Au moins il est parti. Son déménagement aura été épique. Chacun de notre côté, nous avons fait venir des tiers, ne pouvant décidément plus jamais nous trouver en présence l'un de l'autre sans se sentir en danger de quelque chose. J'ai besoin de témoins pour ne pas me sentir être devenue la folle qu'il m'accuse d'avoir toujours été. Je sais depuis si peu de temps que seulement en public je suis en sécurité, parce qu'alors les rôles que nous jouons respectent les règles sociales. Désormais, il a franchi la barre et raconté à tout le monde que j'avais voulu l'envoyer en prison, y compris à son fils de cinq ans, que je le battais et sans doute est-ce pour mieux s'en persuader qu'il a fui.

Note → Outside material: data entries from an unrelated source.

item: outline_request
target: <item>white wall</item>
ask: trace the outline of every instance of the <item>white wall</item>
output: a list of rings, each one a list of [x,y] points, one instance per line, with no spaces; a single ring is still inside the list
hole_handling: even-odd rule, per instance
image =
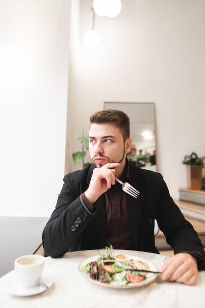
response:
[[[76,12],[78,45],[70,71],[66,171],[75,169],[77,137],[83,128],[87,133],[90,114],[104,101],[154,102],[158,171],[177,200],[179,188],[187,185],[184,155],[205,155],[205,1],[122,2],[117,17],[96,16],[102,40],[94,50],[82,44],[92,28],[92,0],[80,0],[79,16]]]
[[[0,215],[49,216],[64,174],[70,0],[0,1]]]

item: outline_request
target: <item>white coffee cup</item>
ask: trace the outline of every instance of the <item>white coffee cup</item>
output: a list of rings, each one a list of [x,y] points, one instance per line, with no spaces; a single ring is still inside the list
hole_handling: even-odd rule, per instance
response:
[[[21,286],[36,286],[44,270],[45,257],[39,254],[27,254],[15,260],[14,269]]]

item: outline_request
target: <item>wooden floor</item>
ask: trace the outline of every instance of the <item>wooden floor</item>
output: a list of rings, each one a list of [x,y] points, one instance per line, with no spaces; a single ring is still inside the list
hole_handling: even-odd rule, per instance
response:
[[[180,200],[175,201],[175,202],[179,208],[189,211],[193,211],[201,214],[205,215],[205,206],[199,205],[195,203],[187,202]],[[205,222],[190,217],[185,217],[185,218],[192,224],[194,228],[197,231],[199,236],[200,235],[205,235]],[[160,231],[157,236],[163,237],[164,236],[163,233]],[[205,247],[204,247],[204,249],[205,250]],[[164,255],[167,255],[170,257],[174,255],[173,250],[171,249],[170,249],[170,250],[160,250],[159,252],[161,254]]]

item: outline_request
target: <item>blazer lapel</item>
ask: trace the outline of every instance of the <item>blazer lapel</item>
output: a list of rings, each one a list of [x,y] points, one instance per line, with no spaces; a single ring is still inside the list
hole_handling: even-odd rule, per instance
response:
[[[140,194],[135,198],[129,195],[128,195],[128,211],[129,217],[131,232],[135,244],[135,248],[137,249],[139,226],[140,220],[141,213],[143,205],[145,195],[145,189],[143,181],[140,176],[137,169],[132,167],[130,164],[129,180],[130,183],[140,192]]]

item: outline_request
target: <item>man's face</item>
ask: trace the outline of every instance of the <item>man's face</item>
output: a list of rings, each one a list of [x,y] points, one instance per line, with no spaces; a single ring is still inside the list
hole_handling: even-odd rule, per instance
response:
[[[128,140],[123,141],[121,132],[110,123],[91,124],[89,132],[89,150],[93,163],[99,168],[108,163],[125,163]]]

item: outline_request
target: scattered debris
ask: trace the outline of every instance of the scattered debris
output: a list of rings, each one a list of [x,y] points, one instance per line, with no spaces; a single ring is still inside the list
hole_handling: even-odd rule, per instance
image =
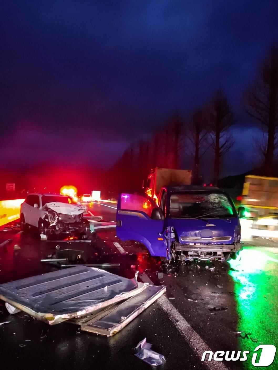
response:
[[[249,339],[249,336],[251,335],[251,333],[245,333],[245,332],[236,332],[235,334],[236,334],[238,337],[242,338],[243,339],[245,339],[246,338]]]
[[[140,349],[138,352],[135,353],[135,356],[147,364],[153,366],[158,366],[166,362],[166,360],[163,355],[151,350],[152,345],[150,343],[148,343],[146,340],[146,338],[145,338],[139,342],[135,348]]]
[[[123,329],[165,292],[163,286],[148,285],[141,293],[124,302],[118,302],[96,314],[92,314],[71,320],[80,325],[82,330],[110,337]]]
[[[78,319],[89,314],[92,315],[93,313],[95,326],[97,326],[95,322],[96,314],[101,312],[102,316],[105,315],[105,313],[106,316],[108,314],[106,310],[107,307],[112,305],[122,303],[123,301],[136,296],[136,299],[139,300],[132,302],[132,304],[129,305],[130,307],[126,303],[127,306],[124,314],[122,313],[119,316],[120,317],[124,316],[126,320],[123,322],[122,321],[120,323],[115,322],[112,320],[116,319],[114,317],[109,320],[112,327],[116,325],[122,328],[165,290],[165,287],[156,287],[149,286],[147,283],[138,283],[138,275],[136,272],[134,278],[128,279],[103,270],[79,265],[65,270],[58,270],[5,283],[0,285],[0,294],[3,300],[8,300],[21,310],[50,325],[58,324],[75,317]],[[79,288],[73,289],[73,286],[77,284]],[[26,286],[28,287],[27,290],[22,289]],[[147,287],[148,290],[146,290],[146,294],[149,292],[149,288],[152,288],[149,292],[150,296],[148,298],[148,304],[141,296],[138,295]],[[60,292],[63,294],[60,294]],[[139,305],[138,302],[144,302],[144,304]],[[132,309],[132,314],[129,316],[126,311]],[[98,320],[99,320],[99,318]],[[82,330],[99,332],[97,330],[94,332],[94,329],[91,330],[92,328],[89,330],[88,325],[86,326],[86,328]],[[107,322],[104,327],[106,331],[105,332],[107,332]],[[117,326],[117,329],[113,330],[107,336],[118,332],[118,328]],[[104,333],[99,333],[106,335]]]
[[[0,323],[0,325],[3,325],[4,324],[9,324],[10,322],[10,321],[4,321],[3,323]]]
[[[40,234],[40,240],[47,240],[47,237],[46,235],[44,235],[44,234]]]
[[[209,305],[208,308],[209,311],[222,311],[223,310],[226,310],[228,307],[225,306],[213,306]]]
[[[3,242],[3,243],[1,243],[0,244],[0,248],[1,247],[7,246],[8,244],[10,244],[11,243],[12,239],[7,239],[7,240],[5,240],[4,242]]]
[[[18,312],[20,312],[20,310],[19,310],[18,309],[16,308],[15,307],[14,307],[13,306],[10,305],[7,302],[5,302],[5,307],[7,309],[7,310],[10,315],[13,315],[15,313],[17,313]]]

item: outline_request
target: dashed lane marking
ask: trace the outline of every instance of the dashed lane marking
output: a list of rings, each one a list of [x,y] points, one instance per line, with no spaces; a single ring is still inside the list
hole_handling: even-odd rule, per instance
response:
[[[107,204],[103,204],[102,203],[96,203],[95,202],[93,202],[93,203],[95,203],[95,204],[99,204],[101,206],[105,206],[105,207],[109,207],[109,208],[112,208],[113,209],[116,209],[116,207],[112,207],[112,206],[108,206]]]
[[[140,276],[144,283],[153,285],[153,283],[145,274],[142,274]],[[205,351],[211,350],[166,296],[161,296],[158,300],[158,302],[185,341],[193,351],[197,353],[200,360]],[[203,363],[209,370],[228,370],[228,368],[222,362],[210,362],[206,360]]]

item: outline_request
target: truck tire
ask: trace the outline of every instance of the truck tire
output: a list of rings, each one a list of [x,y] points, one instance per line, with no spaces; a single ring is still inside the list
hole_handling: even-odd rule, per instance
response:
[[[84,229],[83,232],[80,233],[80,239],[84,240],[87,240],[90,239],[90,236],[91,231],[90,228],[90,222],[87,220],[84,223]]]

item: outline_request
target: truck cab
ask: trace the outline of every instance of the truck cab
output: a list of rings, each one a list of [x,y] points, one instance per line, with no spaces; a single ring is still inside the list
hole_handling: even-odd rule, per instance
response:
[[[163,186],[158,204],[146,194],[121,193],[116,232],[168,260],[223,261],[242,248],[234,205],[224,191],[212,187]]]

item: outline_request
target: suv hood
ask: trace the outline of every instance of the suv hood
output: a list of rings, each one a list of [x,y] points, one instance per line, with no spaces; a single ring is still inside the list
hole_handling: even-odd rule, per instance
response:
[[[63,215],[80,215],[87,212],[87,207],[83,204],[70,204],[62,202],[53,202],[46,203],[42,209],[45,211],[52,209],[56,213]]]
[[[235,231],[236,234],[238,233],[239,225],[237,218],[233,218],[228,219],[208,219],[207,221],[194,219],[169,218],[167,220],[165,226],[173,227],[181,243],[190,242],[189,239],[183,240],[181,239],[182,237],[189,237],[201,238],[199,240],[192,240],[191,242],[202,243],[203,241],[214,243],[231,244],[234,242]],[[223,239],[218,241],[217,239],[212,239],[219,237],[231,237],[231,238],[225,241]]]

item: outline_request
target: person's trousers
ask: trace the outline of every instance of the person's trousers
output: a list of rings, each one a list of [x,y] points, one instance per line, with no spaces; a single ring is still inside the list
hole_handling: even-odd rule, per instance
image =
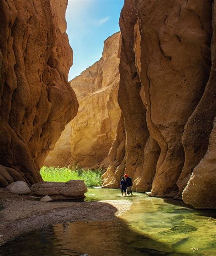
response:
[[[132,193],[132,186],[129,186],[129,187],[127,187],[127,192],[128,194],[129,194],[130,193]]]

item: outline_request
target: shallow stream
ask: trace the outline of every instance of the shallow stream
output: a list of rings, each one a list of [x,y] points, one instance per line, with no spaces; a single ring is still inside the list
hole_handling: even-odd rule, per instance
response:
[[[119,192],[88,188],[85,200],[119,199]],[[118,218],[38,230],[0,248],[0,255],[216,255],[216,211],[196,210],[182,202],[141,193],[123,199],[133,204]]]

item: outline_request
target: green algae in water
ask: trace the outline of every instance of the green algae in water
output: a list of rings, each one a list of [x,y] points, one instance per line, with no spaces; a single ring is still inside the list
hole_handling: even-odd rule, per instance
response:
[[[36,230],[9,243],[0,255],[216,255],[215,210],[196,210],[181,202],[139,193],[121,198],[117,189],[88,188],[86,195],[87,201],[122,198],[133,204],[114,220],[62,224]]]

Il embarque tous ses meubles. J'ai pris de jolies photos en souvenir. Notamment de ceux que nous avions choisis ensemble lors de notre mariage, et que ma mère nous offrait, pardon, lui offrait pour sa pièce de musique à l'époque. Je me retrouve dans la grande maison vide, vidée littéralement, et je regroupe mes quartiers surtout autour de la cuisine et fait de ce qui aurait été une salle à manger notre nouvelle family room, où trônent les jouets des enfants et la télé. Le guest appartment qu'il s'était de toutes manières annexé dès la première année m'est désormais condamné formellement, à tel point que le jour où une canalisation y pète parce qu'il n'a pas donné les bonnes instructions à quiconque de vérifier le chauffage, je ne peux qu'assister à l'inondation par la petite fenêtre et être impuissante à préserver les caisses de disques et autres de ses possessions enfermées.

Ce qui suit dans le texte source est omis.